After years of legal battles between the governor’s office and the Obama administration, a federal-appeals-court panel issued an astonishing ruling last November. It forbade Florida from removing aliens here illegally and other non-citizens from its voter rolls in the 90 days prior to a federal election. Because Florida has a September primary, that means it would be effectively blocked from cleaning its voter rolls after early June of any election year. The panel overturned District Judge William Zloch’s earlier ruling, which had concluded that such an interpretation would “stand in direct contravention of Florida law [and] produce an absurd result.”
So absurd that both Judge Zloch, a Reagan appointee, and Judge Robert Hinkle, a Clinton appointee, have tossed out the claims of the Holder Justice Department and its liberal allies and affirmed Florida’s laws against non-citizen voting. After the two judges ruled, even the Holder Justice Department gave up and withdrew from the case. But its liberal allies persisted and hit the jackpot with a rogue ruling last November from two Obama-appointed judges on the Eleventh Circuit Court of Appeals.
…
It should have been a no-brainer for Governor Scott to appeal the “absurd” Eleventh Circuit Court ruling to the Supreme Court. He had the sole power to decide the issue. In a press release announcing the decision, his office claimed he had everything under control: “Florida is in an excellent position to conduct fair elections. . . . We will never stop working to eliminate fraud and abuse and make further improvements when they are needed.” Hogwash. It’s as if Governor Scott had decided to tie both his hands behind his back and then declared he was fully prepared to box a ten-round fight.

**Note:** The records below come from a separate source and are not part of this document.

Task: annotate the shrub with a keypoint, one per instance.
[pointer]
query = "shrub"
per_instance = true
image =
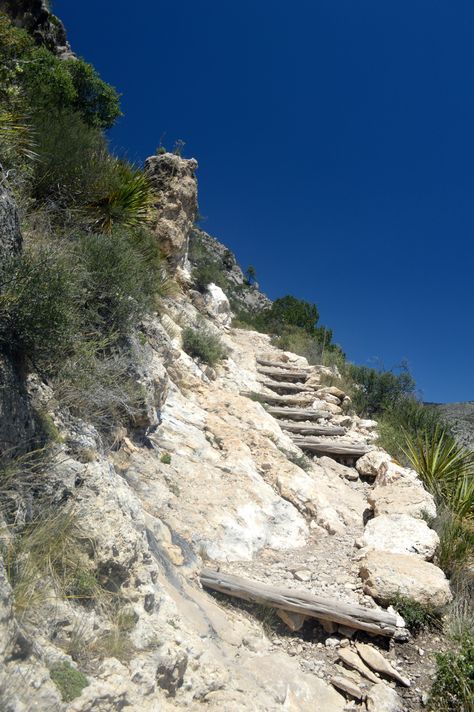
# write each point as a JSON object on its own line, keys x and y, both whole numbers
{"x": 378, "y": 391}
{"x": 453, "y": 688}
{"x": 417, "y": 616}
{"x": 446, "y": 468}
{"x": 46, "y": 554}
{"x": 69, "y": 681}
{"x": 128, "y": 201}
{"x": 207, "y": 273}
{"x": 39, "y": 306}
{"x": 121, "y": 279}
{"x": 97, "y": 383}
{"x": 204, "y": 345}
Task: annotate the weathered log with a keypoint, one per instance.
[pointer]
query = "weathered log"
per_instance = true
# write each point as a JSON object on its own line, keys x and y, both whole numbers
{"x": 277, "y": 399}
{"x": 280, "y": 373}
{"x": 331, "y": 447}
{"x": 303, "y": 429}
{"x": 283, "y": 365}
{"x": 299, "y": 413}
{"x": 284, "y": 386}
{"x": 375, "y": 621}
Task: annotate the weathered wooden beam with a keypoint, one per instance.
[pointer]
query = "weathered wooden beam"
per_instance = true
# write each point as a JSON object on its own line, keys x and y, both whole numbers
{"x": 283, "y": 386}
{"x": 283, "y": 365}
{"x": 371, "y": 620}
{"x": 331, "y": 447}
{"x": 298, "y": 413}
{"x": 308, "y": 430}
{"x": 277, "y": 399}
{"x": 279, "y": 373}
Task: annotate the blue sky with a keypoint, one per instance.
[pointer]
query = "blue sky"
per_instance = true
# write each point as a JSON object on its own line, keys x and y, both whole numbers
{"x": 336, "y": 153}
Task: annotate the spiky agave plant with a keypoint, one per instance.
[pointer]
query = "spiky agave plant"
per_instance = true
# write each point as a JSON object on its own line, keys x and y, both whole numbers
{"x": 128, "y": 201}
{"x": 446, "y": 468}
{"x": 16, "y": 135}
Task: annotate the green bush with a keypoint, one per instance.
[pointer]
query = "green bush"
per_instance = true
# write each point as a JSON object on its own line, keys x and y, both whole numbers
{"x": 128, "y": 201}
{"x": 204, "y": 345}
{"x": 378, "y": 391}
{"x": 39, "y": 306}
{"x": 69, "y": 681}
{"x": 453, "y": 688}
{"x": 120, "y": 281}
{"x": 417, "y": 616}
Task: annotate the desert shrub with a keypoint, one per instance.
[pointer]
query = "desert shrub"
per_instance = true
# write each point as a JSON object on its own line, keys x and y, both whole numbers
{"x": 97, "y": 383}
{"x": 408, "y": 416}
{"x": 38, "y": 306}
{"x": 446, "y": 468}
{"x": 456, "y": 545}
{"x": 121, "y": 279}
{"x": 207, "y": 273}
{"x": 453, "y": 688}
{"x": 203, "y": 344}
{"x": 69, "y": 681}
{"x": 48, "y": 554}
{"x": 378, "y": 391}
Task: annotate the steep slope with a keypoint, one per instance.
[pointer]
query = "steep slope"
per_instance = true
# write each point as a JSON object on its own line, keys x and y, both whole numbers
{"x": 214, "y": 477}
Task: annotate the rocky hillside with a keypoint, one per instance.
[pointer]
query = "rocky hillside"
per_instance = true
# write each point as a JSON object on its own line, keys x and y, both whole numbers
{"x": 203, "y": 522}
{"x": 460, "y": 416}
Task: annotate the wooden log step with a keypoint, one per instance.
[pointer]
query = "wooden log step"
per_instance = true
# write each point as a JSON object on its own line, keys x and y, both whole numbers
{"x": 371, "y": 620}
{"x": 278, "y": 373}
{"x": 302, "y": 429}
{"x": 298, "y": 413}
{"x": 283, "y": 365}
{"x": 331, "y": 447}
{"x": 276, "y": 399}
{"x": 282, "y": 386}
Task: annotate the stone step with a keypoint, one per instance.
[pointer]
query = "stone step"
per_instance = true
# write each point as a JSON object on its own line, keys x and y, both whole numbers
{"x": 300, "y": 429}
{"x": 325, "y": 446}
{"x": 299, "y": 413}
{"x": 282, "y": 374}
{"x": 284, "y": 386}
{"x": 283, "y": 400}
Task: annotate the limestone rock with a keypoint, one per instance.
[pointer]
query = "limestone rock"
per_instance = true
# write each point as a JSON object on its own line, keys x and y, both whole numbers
{"x": 376, "y": 661}
{"x": 174, "y": 179}
{"x": 385, "y": 575}
{"x": 402, "y": 497}
{"x": 352, "y": 660}
{"x": 217, "y": 304}
{"x": 400, "y": 534}
{"x": 369, "y": 464}
{"x": 383, "y": 698}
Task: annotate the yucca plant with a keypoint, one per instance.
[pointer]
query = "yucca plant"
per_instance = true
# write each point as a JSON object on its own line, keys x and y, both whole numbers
{"x": 128, "y": 202}
{"x": 446, "y": 468}
{"x": 16, "y": 135}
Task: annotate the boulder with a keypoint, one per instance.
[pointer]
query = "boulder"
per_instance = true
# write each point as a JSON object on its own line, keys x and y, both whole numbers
{"x": 175, "y": 183}
{"x": 217, "y": 304}
{"x": 385, "y": 575}
{"x": 383, "y": 698}
{"x": 400, "y": 534}
{"x": 402, "y": 497}
{"x": 369, "y": 464}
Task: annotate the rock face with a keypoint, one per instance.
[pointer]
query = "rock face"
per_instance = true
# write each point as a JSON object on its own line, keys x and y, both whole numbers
{"x": 385, "y": 575}
{"x": 175, "y": 182}
{"x": 217, "y": 304}
{"x": 400, "y": 534}
{"x": 35, "y": 17}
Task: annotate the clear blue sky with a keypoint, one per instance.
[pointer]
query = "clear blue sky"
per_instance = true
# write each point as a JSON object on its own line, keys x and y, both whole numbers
{"x": 336, "y": 152}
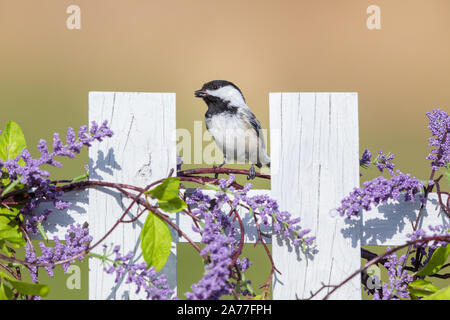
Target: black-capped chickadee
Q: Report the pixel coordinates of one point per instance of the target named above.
(233, 125)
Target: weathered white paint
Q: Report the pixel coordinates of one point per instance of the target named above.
(390, 223)
(314, 143)
(141, 151)
(315, 140)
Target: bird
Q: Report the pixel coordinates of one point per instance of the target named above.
(232, 124)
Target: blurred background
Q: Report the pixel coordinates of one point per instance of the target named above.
(400, 72)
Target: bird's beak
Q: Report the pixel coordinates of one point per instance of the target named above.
(200, 93)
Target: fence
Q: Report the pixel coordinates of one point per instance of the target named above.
(314, 150)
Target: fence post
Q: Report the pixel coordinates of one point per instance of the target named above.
(141, 151)
(315, 149)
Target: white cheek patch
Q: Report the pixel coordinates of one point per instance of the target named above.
(229, 93)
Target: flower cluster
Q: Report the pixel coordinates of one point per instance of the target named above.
(218, 235)
(382, 161)
(379, 190)
(397, 287)
(156, 286)
(269, 213)
(439, 124)
(77, 240)
(27, 170)
(428, 249)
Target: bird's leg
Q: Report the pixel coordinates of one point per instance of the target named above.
(215, 167)
(251, 173)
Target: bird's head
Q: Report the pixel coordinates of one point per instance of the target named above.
(221, 91)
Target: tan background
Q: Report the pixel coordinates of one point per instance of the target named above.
(400, 72)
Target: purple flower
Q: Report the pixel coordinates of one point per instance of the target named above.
(156, 286)
(77, 240)
(379, 190)
(218, 237)
(365, 159)
(399, 279)
(383, 161)
(439, 124)
(36, 179)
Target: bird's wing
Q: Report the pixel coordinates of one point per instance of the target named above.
(250, 118)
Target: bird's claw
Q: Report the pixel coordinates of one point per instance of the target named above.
(251, 173)
(216, 175)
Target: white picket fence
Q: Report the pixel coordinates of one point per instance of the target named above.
(314, 149)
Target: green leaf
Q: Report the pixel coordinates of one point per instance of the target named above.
(28, 288)
(156, 241)
(12, 141)
(42, 231)
(167, 190)
(11, 186)
(5, 292)
(422, 288)
(172, 205)
(436, 262)
(447, 172)
(9, 227)
(443, 294)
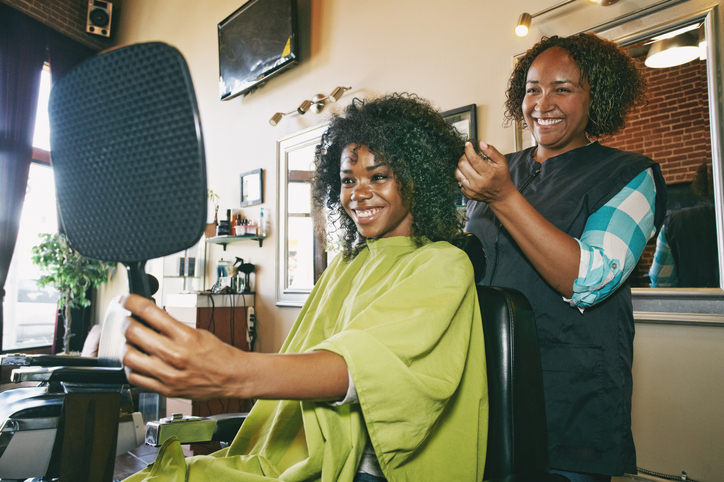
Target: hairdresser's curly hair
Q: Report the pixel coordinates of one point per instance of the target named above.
(617, 84)
(415, 142)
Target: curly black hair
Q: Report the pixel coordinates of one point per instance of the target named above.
(422, 150)
(617, 84)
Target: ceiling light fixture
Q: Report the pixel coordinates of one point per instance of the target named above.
(316, 104)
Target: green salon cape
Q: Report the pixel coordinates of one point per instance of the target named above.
(406, 321)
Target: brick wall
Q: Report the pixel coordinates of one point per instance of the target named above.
(673, 129)
(67, 17)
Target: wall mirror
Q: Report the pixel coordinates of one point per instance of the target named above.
(702, 305)
(698, 143)
(299, 248)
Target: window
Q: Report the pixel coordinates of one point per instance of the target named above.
(29, 312)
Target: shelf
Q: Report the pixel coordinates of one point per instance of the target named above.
(224, 240)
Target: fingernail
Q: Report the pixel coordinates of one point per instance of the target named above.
(124, 325)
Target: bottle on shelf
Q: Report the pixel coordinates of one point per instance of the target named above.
(263, 223)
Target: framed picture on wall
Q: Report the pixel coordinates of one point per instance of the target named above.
(464, 119)
(252, 187)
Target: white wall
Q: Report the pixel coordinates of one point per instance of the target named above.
(453, 52)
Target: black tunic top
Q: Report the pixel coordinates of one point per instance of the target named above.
(586, 357)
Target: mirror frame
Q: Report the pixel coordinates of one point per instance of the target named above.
(700, 306)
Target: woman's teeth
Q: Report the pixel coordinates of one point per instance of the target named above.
(548, 122)
(368, 212)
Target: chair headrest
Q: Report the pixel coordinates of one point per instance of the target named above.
(473, 247)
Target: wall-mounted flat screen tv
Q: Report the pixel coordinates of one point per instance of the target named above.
(257, 41)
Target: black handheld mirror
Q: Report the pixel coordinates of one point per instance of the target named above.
(128, 157)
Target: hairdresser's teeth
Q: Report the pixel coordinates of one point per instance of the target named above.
(548, 122)
(367, 213)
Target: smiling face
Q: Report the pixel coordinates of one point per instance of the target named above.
(556, 105)
(370, 195)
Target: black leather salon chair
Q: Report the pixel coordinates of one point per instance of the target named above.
(130, 177)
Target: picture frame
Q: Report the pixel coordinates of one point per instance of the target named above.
(252, 187)
(464, 119)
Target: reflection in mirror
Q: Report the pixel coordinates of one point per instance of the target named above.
(700, 306)
(673, 129)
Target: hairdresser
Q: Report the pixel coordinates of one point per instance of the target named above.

Florida officials are gobsmacked over Scott’s decision not to appeal. So are national experts. “The decision not to appeal is one of the stupidest decisions by an elected official on a voting issue I have ever seen” says Hans von Spakovsky, a former Federal Election Commission member and my co-author on a book about voter fraud, Who’s Counting: How Fraudsters and Bureaucrats Put Your Vote at Risk. “To allow such an absurd decision to stand — that states cannot remove non-citizens who were never eligible to vote from the voter rolls — is irresponsible.”